You can code the /favorite-fruits stub to be as simple or advanced as you want. For example, the same test could be coded up using an array of responses.

it('returns different fruits every 30 seconds (array shift)', () => {
  cy.clock()

  // return difference responses on each call
  const responses = [
    ['apples 🍎'], ['grapes 🍇'],
  ]

  cy.intercept('/favorite-fruits', (req) => {
    req.reply(responses.shift() || ['kiwi 🥝'])
  })

  cy.visit('/fruits.html')
  cy.contains('apples 🍎')
  cy.tick(30000)
  cy.contains('grapes 🍇')
  cy.tick(30000)
  cy.contains('kiwi 🥝')
})

Every time the intercept runs, it uses up the first item from the responses array and removes it. After the first two times, the responses.shift() always returns undefined and we return the default kiwi fruit.

Slowing down the test

The above tests are good, but they are perhaps too fast. For example I cannot even see the 3 different fruits displayed during the test.
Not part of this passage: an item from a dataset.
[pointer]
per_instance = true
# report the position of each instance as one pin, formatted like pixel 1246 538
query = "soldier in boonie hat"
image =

Imagine trying to debug a failing test on CI from its video recording - you would not be able to tell what is going on - the test is too fast! Thus for such tests I recommend slowing it down on purpose. Of course, we do not have to wait 30 seconds between each network call. But 1 second waits would let us see what is going on during the test.
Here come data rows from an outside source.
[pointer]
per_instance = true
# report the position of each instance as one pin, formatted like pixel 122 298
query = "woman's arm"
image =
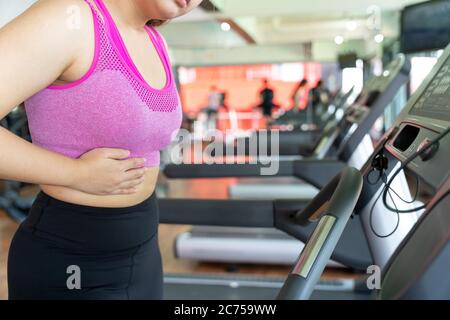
pixel 35 50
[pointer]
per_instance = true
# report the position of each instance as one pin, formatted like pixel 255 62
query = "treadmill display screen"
pixel 435 101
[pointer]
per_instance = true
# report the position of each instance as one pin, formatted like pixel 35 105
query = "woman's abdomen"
pixel 106 201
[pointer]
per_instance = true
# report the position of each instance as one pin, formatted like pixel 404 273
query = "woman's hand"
pixel 108 172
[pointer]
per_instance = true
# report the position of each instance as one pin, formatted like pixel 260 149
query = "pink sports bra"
pixel 111 106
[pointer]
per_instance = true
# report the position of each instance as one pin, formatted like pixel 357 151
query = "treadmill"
pixel 268 245
pixel 293 138
pixel 411 249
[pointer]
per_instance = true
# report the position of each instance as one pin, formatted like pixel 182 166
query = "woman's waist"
pixel 143 191
pixel 87 228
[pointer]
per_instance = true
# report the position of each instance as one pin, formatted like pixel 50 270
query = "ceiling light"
pixel 379 38
pixel 225 26
pixel 339 40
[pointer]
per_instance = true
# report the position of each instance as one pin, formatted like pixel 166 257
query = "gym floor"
pixel 175 189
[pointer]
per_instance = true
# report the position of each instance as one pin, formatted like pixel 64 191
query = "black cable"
pixel 386 190
pixel 401 168
pixel 372 227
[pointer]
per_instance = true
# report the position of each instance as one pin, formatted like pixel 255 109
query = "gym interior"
pixel 313 157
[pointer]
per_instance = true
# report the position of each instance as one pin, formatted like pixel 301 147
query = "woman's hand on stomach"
pixel 107 178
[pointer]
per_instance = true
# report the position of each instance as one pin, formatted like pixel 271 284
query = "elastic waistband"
pixel 45 199
pixel 84 228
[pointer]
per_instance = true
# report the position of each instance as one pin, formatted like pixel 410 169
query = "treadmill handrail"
pixel 319 248
pixel 317 172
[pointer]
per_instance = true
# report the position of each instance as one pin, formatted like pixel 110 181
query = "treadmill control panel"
pixel 432 165
pixel 435 101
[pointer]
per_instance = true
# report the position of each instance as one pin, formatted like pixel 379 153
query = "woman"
pixel 101 103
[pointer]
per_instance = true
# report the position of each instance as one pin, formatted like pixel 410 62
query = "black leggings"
pixel 69 251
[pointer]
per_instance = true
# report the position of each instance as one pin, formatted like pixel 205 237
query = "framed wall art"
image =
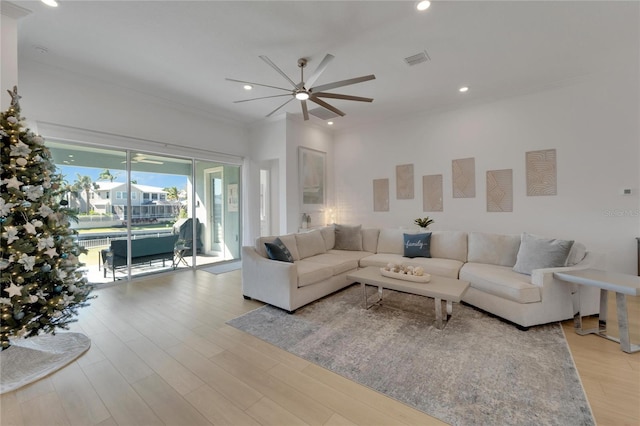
pixel 381 195
pixel 541 172
pixel 500 190
pixel 313 177
pixel 464 177
pixel 432 193
pixel 404 182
it('returns different fruits every 30 seconds (slow down)', () => {
  cy.clock()

  // return difference responses on each call
  const responses = [
    ['apples 🍎'], ['grapes 🍇'],
  ]

  cy.intercept('/favorite-fruits', (req) => {
    req.reply(responses.shift() || ['kiwi 🥝'])
  })

  cy.visit('/fruits.html')
  cy.contains('apples 🍎')
  // slow down the test on purpose to be able to see
  // the rendered page at each step
  cy.wait(1000)
  cy.tick(30000)
  cy.contains('grapes 🍇')
  cy.wait(1000)
  cy.tick(30000)
  cy.contains('kiwi 🥝')
})

Ohh much better

The loading element

One last thing we can slow down for clarity - while the network request is happening, the application is showing a loading element. But you cannot see it in the video above, can you? The network stubs are too fast to see it in the video. Thus we can add another delay just to record and be able to see the loading element.
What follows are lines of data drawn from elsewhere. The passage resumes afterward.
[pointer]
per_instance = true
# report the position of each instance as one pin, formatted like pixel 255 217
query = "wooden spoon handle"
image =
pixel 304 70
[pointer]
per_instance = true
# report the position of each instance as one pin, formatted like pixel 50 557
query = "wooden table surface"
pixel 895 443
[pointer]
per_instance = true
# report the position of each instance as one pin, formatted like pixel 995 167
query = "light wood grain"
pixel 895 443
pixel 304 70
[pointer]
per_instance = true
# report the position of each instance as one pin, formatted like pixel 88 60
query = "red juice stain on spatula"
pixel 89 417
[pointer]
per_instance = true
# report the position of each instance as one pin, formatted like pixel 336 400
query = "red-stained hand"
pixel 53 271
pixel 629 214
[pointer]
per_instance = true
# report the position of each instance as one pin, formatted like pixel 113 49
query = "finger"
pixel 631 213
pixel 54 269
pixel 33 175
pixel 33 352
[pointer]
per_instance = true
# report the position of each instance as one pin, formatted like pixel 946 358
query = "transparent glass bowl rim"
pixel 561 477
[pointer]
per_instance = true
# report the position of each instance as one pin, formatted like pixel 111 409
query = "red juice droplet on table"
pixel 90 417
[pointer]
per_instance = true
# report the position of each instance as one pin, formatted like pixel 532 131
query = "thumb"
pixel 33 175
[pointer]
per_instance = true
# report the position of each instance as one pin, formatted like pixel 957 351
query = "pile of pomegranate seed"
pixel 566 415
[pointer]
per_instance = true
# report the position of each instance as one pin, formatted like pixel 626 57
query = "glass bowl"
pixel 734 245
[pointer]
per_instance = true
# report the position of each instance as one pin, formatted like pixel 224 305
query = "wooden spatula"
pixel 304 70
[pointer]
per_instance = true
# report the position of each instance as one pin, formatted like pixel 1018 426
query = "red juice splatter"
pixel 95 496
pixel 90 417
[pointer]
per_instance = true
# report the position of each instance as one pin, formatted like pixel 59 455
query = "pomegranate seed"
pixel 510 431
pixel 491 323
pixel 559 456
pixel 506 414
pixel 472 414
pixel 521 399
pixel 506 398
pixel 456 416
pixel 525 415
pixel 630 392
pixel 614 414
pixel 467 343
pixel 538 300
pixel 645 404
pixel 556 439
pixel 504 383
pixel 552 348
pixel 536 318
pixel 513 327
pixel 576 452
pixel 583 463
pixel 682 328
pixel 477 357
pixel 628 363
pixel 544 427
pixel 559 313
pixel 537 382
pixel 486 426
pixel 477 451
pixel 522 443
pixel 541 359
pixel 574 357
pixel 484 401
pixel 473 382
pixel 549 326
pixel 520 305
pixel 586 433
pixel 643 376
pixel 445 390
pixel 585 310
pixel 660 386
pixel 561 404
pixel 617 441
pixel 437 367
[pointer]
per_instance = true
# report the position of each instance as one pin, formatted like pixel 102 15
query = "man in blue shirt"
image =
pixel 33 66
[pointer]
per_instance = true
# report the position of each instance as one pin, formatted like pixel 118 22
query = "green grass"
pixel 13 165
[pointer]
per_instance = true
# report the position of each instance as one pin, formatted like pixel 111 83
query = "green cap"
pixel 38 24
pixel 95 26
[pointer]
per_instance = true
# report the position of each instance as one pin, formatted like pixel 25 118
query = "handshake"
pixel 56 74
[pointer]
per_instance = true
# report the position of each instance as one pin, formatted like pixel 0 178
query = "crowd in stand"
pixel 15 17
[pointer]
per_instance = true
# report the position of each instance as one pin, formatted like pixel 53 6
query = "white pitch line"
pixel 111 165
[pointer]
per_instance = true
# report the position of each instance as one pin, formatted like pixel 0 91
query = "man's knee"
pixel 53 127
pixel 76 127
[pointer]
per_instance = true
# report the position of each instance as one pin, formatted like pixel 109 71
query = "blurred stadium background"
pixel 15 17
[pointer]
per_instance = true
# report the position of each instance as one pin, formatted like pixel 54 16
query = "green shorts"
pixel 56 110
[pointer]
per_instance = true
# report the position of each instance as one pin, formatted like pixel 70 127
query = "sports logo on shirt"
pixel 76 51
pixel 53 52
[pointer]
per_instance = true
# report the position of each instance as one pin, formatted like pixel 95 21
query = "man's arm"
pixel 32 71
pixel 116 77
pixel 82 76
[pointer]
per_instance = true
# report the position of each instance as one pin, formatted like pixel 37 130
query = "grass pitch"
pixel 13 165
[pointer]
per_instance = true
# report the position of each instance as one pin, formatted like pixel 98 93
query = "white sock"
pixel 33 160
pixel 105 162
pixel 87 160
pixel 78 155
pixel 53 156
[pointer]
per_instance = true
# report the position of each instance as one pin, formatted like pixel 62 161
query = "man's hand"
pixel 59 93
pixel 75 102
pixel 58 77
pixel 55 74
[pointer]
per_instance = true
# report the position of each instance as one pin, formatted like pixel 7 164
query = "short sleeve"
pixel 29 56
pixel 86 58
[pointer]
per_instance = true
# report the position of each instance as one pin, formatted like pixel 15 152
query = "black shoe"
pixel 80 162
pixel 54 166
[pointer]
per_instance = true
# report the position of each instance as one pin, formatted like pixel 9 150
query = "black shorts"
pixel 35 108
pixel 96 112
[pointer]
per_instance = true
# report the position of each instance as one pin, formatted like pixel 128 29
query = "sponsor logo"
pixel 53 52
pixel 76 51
it('returns different fruits every 30 seconds (slow down reply)', () => {
  cy.clock()

  // return difference responses on each call
  const responses = [
    ['apples 🍎'], ['grapes 🍇'],
  ]

  cy.intercept('/favorite-fruits', (req) => {
    const value = responses.shift() || ['kiwi 🥝']
    // wait 500ms then reply with the fruit
    // simulates the server taking half a second to respond
    return Cypress.Promise.delay(500, value).then(req.reply)
  })

  cy.visit('/fruits.html')
  cy.contains('apples 🍎')
  // slow down the test on purpose to be able to see
  // the rendered page at each step
  cy.wait(1000)
  cy.tick(30000)
  cy.contains('grapes 🍇')
  cy.wait(1000)
  cy.tick(30000)
  cy.contains('kiwi 🥝')
})

If we return a Promise from the intercept, Cypress waits for the promise to resolve. Thus we can use the Bluebird's utility method Cypress.Promise.delay(ms, value) to reply after 500ms to each request.

The video above shows each step in the application clearly, yet the test runs in a reasonable amount of time.